Just as learning needs facilitation tingtool also needs the supervision of an experienced trainer who provides the following elements as a service to the participants.
Creating a text about the project in its entirety has several purposes:
a) It serves as an introduction and as a summary.
b) It defines possible boundaries, and distinctions to related topics.
c) It explains the purpose
Breaking down the still rather wide field of a learning project into topics is the next service the trainer is providing. Topics can be theoretical knowledge, executable practices or exercises, examples, case studies and pretty much anything you would expect in a class on a certain topic.
The trainers encourage a dialogue about the content by asking systemic questions concerning both the content and the participants.
While the learning process moves on, facilitators add more content and change the leading questions.
The so called boards are spaces, where the facilitators provide learning content. It is like a black board in school, a white board in a meeting room or a flipchart. The boards can contain text, images and videos.

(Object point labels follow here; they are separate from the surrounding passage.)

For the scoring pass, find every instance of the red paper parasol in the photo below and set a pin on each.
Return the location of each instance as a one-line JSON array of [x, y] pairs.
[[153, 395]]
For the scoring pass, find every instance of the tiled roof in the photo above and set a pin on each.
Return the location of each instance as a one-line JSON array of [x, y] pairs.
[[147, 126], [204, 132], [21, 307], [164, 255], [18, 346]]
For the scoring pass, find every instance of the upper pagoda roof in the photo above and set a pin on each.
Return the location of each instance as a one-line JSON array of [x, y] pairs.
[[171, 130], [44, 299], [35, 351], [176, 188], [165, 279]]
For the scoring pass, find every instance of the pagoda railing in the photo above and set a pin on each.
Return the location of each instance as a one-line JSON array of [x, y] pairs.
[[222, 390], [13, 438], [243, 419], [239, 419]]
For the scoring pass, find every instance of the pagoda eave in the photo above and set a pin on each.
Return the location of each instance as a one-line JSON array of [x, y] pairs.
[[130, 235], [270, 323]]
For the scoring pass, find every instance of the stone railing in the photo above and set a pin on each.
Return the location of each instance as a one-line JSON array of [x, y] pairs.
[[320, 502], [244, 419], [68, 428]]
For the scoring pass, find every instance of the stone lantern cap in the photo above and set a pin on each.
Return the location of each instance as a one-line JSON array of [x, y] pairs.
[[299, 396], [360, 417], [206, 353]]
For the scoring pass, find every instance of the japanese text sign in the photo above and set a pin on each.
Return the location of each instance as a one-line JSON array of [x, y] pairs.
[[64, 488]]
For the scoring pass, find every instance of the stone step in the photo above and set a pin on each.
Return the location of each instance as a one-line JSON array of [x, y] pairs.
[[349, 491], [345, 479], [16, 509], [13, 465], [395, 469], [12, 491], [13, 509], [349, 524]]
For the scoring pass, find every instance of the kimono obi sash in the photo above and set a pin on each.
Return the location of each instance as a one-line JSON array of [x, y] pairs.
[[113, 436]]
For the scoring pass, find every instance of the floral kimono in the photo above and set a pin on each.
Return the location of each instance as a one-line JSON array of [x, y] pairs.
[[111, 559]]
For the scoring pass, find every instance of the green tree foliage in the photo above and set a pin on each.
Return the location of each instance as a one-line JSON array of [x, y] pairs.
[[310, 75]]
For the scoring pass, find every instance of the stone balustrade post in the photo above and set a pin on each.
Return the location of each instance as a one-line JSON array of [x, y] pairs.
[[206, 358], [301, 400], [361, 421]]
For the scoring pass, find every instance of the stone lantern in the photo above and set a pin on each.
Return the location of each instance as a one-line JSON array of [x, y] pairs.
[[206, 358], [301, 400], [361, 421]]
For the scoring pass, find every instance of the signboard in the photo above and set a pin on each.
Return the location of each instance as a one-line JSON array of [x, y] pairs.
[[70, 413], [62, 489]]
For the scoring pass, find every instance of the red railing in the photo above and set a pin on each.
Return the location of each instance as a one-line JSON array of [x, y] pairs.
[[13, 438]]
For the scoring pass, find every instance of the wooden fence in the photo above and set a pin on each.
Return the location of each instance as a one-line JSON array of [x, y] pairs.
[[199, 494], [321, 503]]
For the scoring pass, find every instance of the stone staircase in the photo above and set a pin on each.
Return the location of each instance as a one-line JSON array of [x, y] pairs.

Participants discuss and express their thoughts, insights and questions through the comments they write. They can refer to each other and to the content they get
Tings are events that structure the learning process over time. Tings are milestones in the journey such as face-to-face-workshops, webinars, meetings of sub-groups, due dates etc.
Of course this list of learning projects and their content is just a starting point for a selection process. Projects and topics can be added or removed.
Also we recommend that in big learning communities smaller peer groups (10 people) create sub-projects for just themselves to discuss individual learning needs, progress, failures and coaching issues.
Additionally all participants can create their own topics and share them with other participants.